Time Warner Inc. (TWX) led Beal’s picks, rising some 25%, from $17.15 to $21.55. Last August, after the company reported its second quarter earnings, the stock price jumped to $20 for the first time since 2002. “The company has done what I suspected it would do,” says Beal. “I would hold on to the stock because it still has room to grow.”
Also experiencing a significant appreciation were shares of the independent film studio Lionsgate Entertainment Corp. (LGF). Investors enjoyed a 24.5% return as shares climbed from $9.20 to $11.45. At the Academy Awards last year, the Lionsgate film Crash won the Oscar for Best Picture, which helped generate two consecutive years of $300 million-plus domestic box office earnings. “I continue to be optimistic,” Beal says. “I think you’re looking at a company that could be a $15 stock.”
Beal also chose 24/7 Real Media Inc. (TFSM), a leading global Internet advertising company, but it wasn’t a big performer4posting a modest gain of 4.9%, from $9.48 to $9.80. “I thought this stock would be a mini-Google because it basically was into advertising space on the Internet,” Beal says. Even though the stock hasn’t performed well, he maintains a positive outlook.
Investors have reason to be optimistic about Sirius Satellite Radio Inc. (SIRI) since the company announced a $13.6 billion stock-swap merger with XM Satellite Radio Holdings Inc. Beal says that when the expected merger was delayed, investors penalized both stocks. Shares of Sirius fell 36.8%, from $5.92 to $3.74. At the end of 2006, the company touted a subscriber base of 6 million, up 82% from the year prior.
But Sirius investors shouldn’t get ahead of themselves since the merger must still obtain regulatory approval. Yet, Beal says he remains “fairly bullish” on the stock and would advise investors to hold on to their shares.

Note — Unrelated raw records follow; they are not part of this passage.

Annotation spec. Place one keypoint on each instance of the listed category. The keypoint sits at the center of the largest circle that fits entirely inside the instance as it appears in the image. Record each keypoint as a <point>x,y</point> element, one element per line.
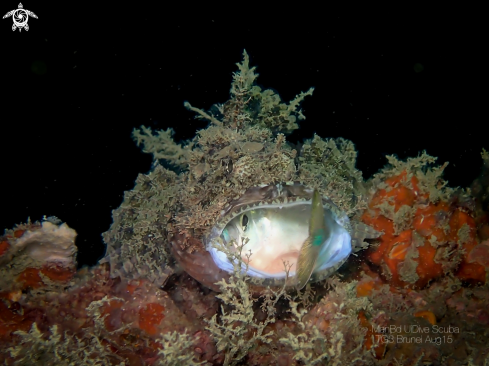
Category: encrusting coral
<point>417,295</point>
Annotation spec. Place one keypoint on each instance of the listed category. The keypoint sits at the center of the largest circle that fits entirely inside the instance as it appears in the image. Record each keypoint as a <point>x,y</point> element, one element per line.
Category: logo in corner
<point>20,17</point>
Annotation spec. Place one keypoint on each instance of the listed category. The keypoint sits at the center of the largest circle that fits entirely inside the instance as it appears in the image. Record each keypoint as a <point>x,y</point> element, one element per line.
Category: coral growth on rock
<point>417,295</point>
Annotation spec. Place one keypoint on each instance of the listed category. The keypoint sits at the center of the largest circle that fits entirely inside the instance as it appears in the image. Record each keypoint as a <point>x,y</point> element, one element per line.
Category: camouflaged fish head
<point>288,234</point>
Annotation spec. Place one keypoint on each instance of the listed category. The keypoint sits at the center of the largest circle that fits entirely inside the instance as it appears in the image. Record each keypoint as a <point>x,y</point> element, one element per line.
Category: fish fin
<point>309,252</point>
<point>306,262</point>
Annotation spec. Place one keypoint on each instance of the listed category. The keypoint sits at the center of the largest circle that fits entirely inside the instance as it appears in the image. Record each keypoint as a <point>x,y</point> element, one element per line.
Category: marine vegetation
<point>239,248</point>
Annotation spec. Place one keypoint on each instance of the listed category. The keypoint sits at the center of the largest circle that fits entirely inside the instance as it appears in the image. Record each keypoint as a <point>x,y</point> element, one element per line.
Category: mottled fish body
<point>275,232</point>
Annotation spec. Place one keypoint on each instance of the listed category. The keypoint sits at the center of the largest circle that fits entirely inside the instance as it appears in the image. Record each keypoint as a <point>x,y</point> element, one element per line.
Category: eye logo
<point>20,17</point>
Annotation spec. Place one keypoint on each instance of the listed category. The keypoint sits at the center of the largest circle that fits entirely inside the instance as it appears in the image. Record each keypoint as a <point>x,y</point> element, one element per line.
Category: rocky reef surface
<point>417,295</point>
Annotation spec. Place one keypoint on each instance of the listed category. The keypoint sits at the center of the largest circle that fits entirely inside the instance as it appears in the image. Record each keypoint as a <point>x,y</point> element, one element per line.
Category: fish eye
<point>244,222</point>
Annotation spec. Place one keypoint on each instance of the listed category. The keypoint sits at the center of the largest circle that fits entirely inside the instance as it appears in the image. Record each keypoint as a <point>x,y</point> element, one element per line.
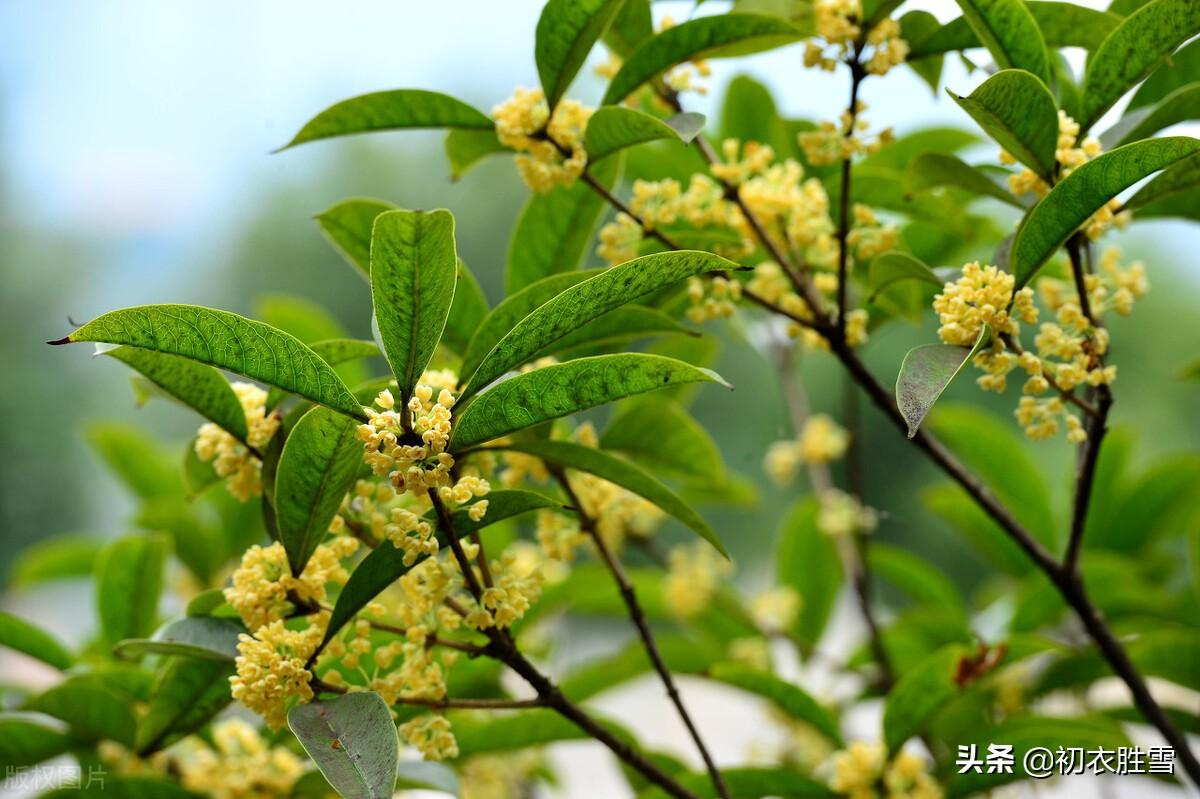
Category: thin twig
<point>643,629</point>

The real drain on the portfolio was the one non-media pick. Shares of biopharmaceutical company AVI BioPharma Inc. (AVII) dropped a staggering 61.5%, falling from $7.41 to $2.85. Last May, the company’s stock price plummeted after it reported disappointing trials of its hepatitis C drug (AVI-4065). Beal says part of the attraction was that many investors thought AVI BioPharma may have been a candidate for acquisition, but he would now tell investors to sell and cut their losses.